Six stand against the UK’s Investigatory Powers Bill

Together, Apple, Facebook, Google, Microsoft, Twitter, and Yahoo must represent the lion’s share of systems and services which will come under the control of the UK’s Investigatory Powers Bill, if and when it becomes law later this year. That these six giants have taken to writing to UK Parliament again is an act of great significance, and what they write cannot be ignored.

Currently, this Bill is going through its committee stage, during which it needs to be amended, tweaked, dare I say reformed into something which is much less of a toolbox for the totalitarian.
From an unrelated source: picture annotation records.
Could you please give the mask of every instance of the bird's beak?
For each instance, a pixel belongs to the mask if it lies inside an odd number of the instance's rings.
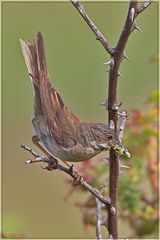
[[[120,155],[125,155],[127,158],[131,157],[131,154],[129,153],[128,149],[126,149],[122,145],[116,144],[113,149]]]

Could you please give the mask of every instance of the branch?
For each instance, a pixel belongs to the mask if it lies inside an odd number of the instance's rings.
[[[126,114],[125,111],[122,113],[119,113],[119,132],[118,132],[118,140],[121,143],[123,134],[124,134],[124,129],[126,125],[126,120],[127,120],[128,115]]]
[[[75,168],[73,167],[73,165],[70,168],[64,167],[63,165],[58,163],[58,160],[55,159],[53,156],[41,156],[36,154],[35,151],[33,151],[31,148],[27,147],[25,144],[22,144],[21,147],[30,152],[33,156],[34,156],[34,160],[26,160],[26,164],[33,164],[33,163],[38,163],[38,162],[45,162],[47,163],[47,167],[45,167],[44,169],[48,170],[48,171],[53,171],[53,170],[61,170],[65,173],[67,173],[68,175],[70,175],[76,182],[78,182],[80,185],[84,186],[91,194],[93,194],[96,198],[99,199],[99,201],[101,203],[104,203],[106,206],[110,205],[110,199],[106,198],[102,195],[102,193],[100,191],[98,191],[97,189],[93,188],[91,185],[89,185],[82,176],[80,176],[78,174],[78,171],[75,170]]]
[[[77,11],[81,14],[85,22],[88,24],[88,26],[91,28],[91,30],[96,35],[96,39],[101,42],[105,50],[112,56],[114,53],[114,49],[110,46],[108,41],[105,39],[105,37],[102,35],[102,33],[99,31],[99,29],[96,27],[96,25],[93,23],[93,21],[89,18],[87,13],[85,12],[83,6],[79,4],[76,0],[71,0],[74,7],[77,9]]]
[[[142,13],[149,5],[151,5],[151,0],[146,0],[137,8],[137,14]]]
[[[96,237],[102,240],[102,203],[96,198]]]

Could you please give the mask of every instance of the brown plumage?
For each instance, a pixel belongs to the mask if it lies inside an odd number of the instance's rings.
[[[35,90],[32,124],[36,136],[48,151],[56,158],[74,162],[121,147],[114,131],[107,125],[84,123],[64,105],[51,85],[42,34],[37,34],[35,42],[20,42]]]

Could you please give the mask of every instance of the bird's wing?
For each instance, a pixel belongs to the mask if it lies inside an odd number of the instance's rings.
[[[43,114],[53,138],[64,147],[76,144],[80,120],[64,105],[59,93],[52,87],[47,70],[43,37],[38,33],[36,52],[39,72],[39,91]]]

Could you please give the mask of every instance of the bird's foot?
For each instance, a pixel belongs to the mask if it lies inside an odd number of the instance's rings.
[[[50,156],[49,160],[46,162],[48,165],[46,167],[41,168],[46,169],[48,171],[54,171],[58,168],[58,160],[53,158],[52,156]]]
[[[70,171],[74,174],[73,186],[79,186],[84,182],[84,178],[80,175],[77,169],[74,168],[74,165],[70,167]]]

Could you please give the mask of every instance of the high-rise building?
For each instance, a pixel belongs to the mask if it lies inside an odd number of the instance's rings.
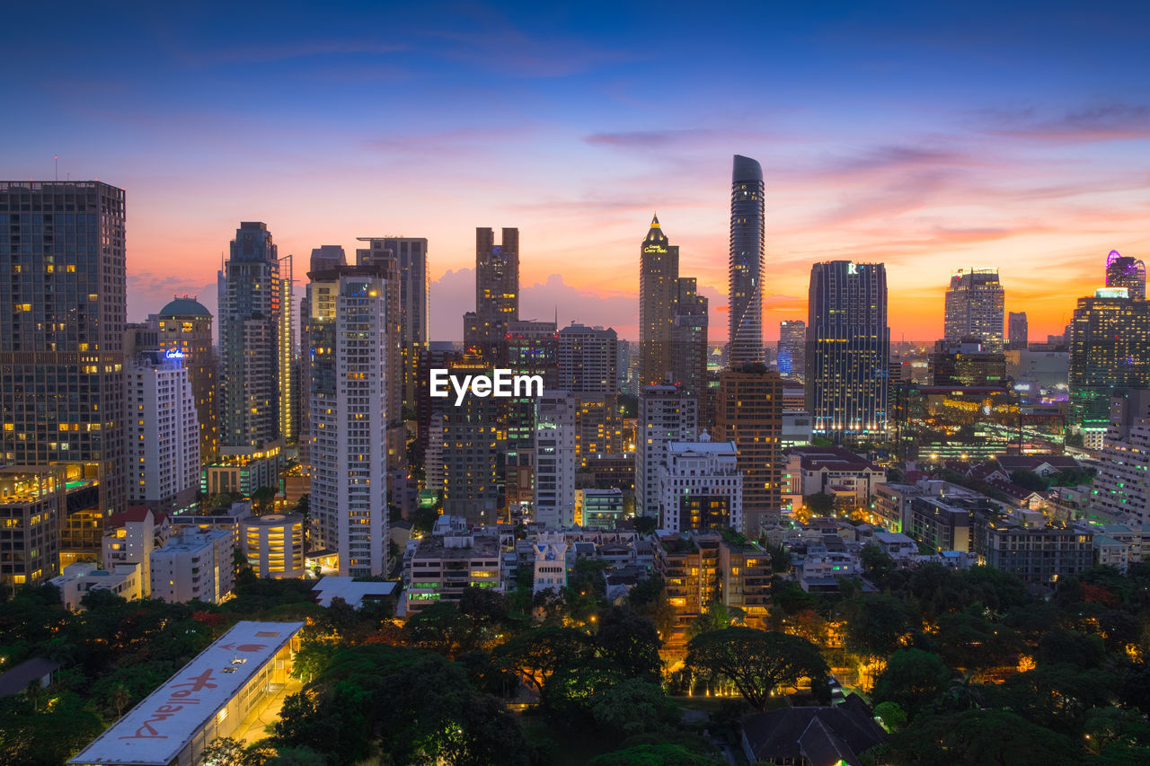
[[[283,266],[267,224],[239,224],[218,278],[221,446],[259,449],[292,436],[294,322]]]
[[[312,516],[339,574],[378,575],[388,561],[388,411],[398,375],[388,265],[317,263],[308,274],[312,358]]]
[[[536,400],[535,520],[549,529],[575,524],[575,415],[570,391],[544,391]]]
[[[126,360],[128,501],[184,511],[200,488],[200,424],[187,368],[144,351]]]
[[[645,385],[639,391],[635,434],[635,514],[659,515],[659,468],[667,462],[667,445],[698,436],[698,399],[681,386]]]
[[[1132,300],[1147,299],[1147,265],[1117,250],[1106,255],[1106,286],[1126,288]]]
[[[126,507],[124,192],[0,182],[0,459],[95,481],[60,529],[66,549],[97,547]]]
[[[651,219],[639,244],[639,370],[643,385],[659,383],[670,371],[672,327],[678,292],[678,247]]]
[[[815,434],[883,434],[890,361],[887,268],[827,261],[811,267],[806,411]]]
[[[762,168],[735,155],[730,187],[730,330],[728,363],[762,361],[762,276],[766,260]]]
[[[1097,450],[1113,390],[1150,388],[1150,312],[1127,288],[1099,288],[1079,298],[1070,332],[1070,426]]]
[[[998,269],[958,269],[946,289],[946,340],[977,338],[987,351],[1003,350],[1006,297]]]
[[[595,454],[623,451],[619,411],[619,338],[611,328],[570,324],[559,330],[559,388],[578,400],[576,454],[580,466]]]
[[[475,311],[463,314],[463,345],[498,363],[508,323],[519,319],[519,229],[475,229]]]
[[[1150,391],[1120,390],[1110,400],[1091,506],[1119,520],[1150,523]]]
[[[720,374],[714,441],[734,442],[743,474],[743,531],[758,537],[782,505],[783,378],[761,362]]]
[[[743,529],[743,476],[734,442],[698,442],[667,445],[667,459],[658,469],[659,528]]]
[[[1029,342],[1026,312],[1011,312],[1006,319],[1006,327],[1010,332],[1010,342],[1006,347],[1011,351],[1026,351],[1026,344]]]
[[[678,277],[677,291],[670,328],[670,380],[702,408],[707,390],[707,299],[698,293],[695,277]]]
[[[779,374],[802,381],[806,374],[806,322],[783,320],[779,323]]]
[[[200,459],[215,460],[220,449],[216,422],[216,359],[212,351],[212,313],[194,297],[172,298],[160,309],[159,347],[187,370],[200,429]],[[147,351],[145,348],[145,351]]]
The six giants are not the only bodies to have made written submissions at this stage: nearly forty have been made so far, several among them raising equally serious matters which the committee must address.

The six giants sound a clear warning to the UK’s Parliament in their opening sentences:
“we have summarised below the concerns that were previously raised to the Joint Committee but which have not been addressed by the Government in the new Bill.”

Those concerns are over:

  • extraterritorial jurisdiction,
  • clarity on technical issues of encryption,
  • Technical Capability Notices and the need for their judicial authorisation,
  • extension of the judicial ‘double lock’ to all provisions in the Bill,
  • vagueness and safeguards for bulk collection,
  • transparency and legal process,
  • judicial process,
  • oversight,
  • network integrity.

If the committee is to address those, it has a lot of rewriting to do, and very quickly indeed if the UK Government is to get this Bill ready for the statute book this autumn. It is perhaps now that the Home Secretary might be wondering whether it would have been better to respond to these concerns before introducing the Bill to Parliament. Or perhaps she has every intention of ignoring the six giants, in the hope that they will go away.

David successfully felled one Goliath. I doubt whether the UK Government’s rather worn-out slingshot is capable of maiming Yahoo, let alone knocking all six out.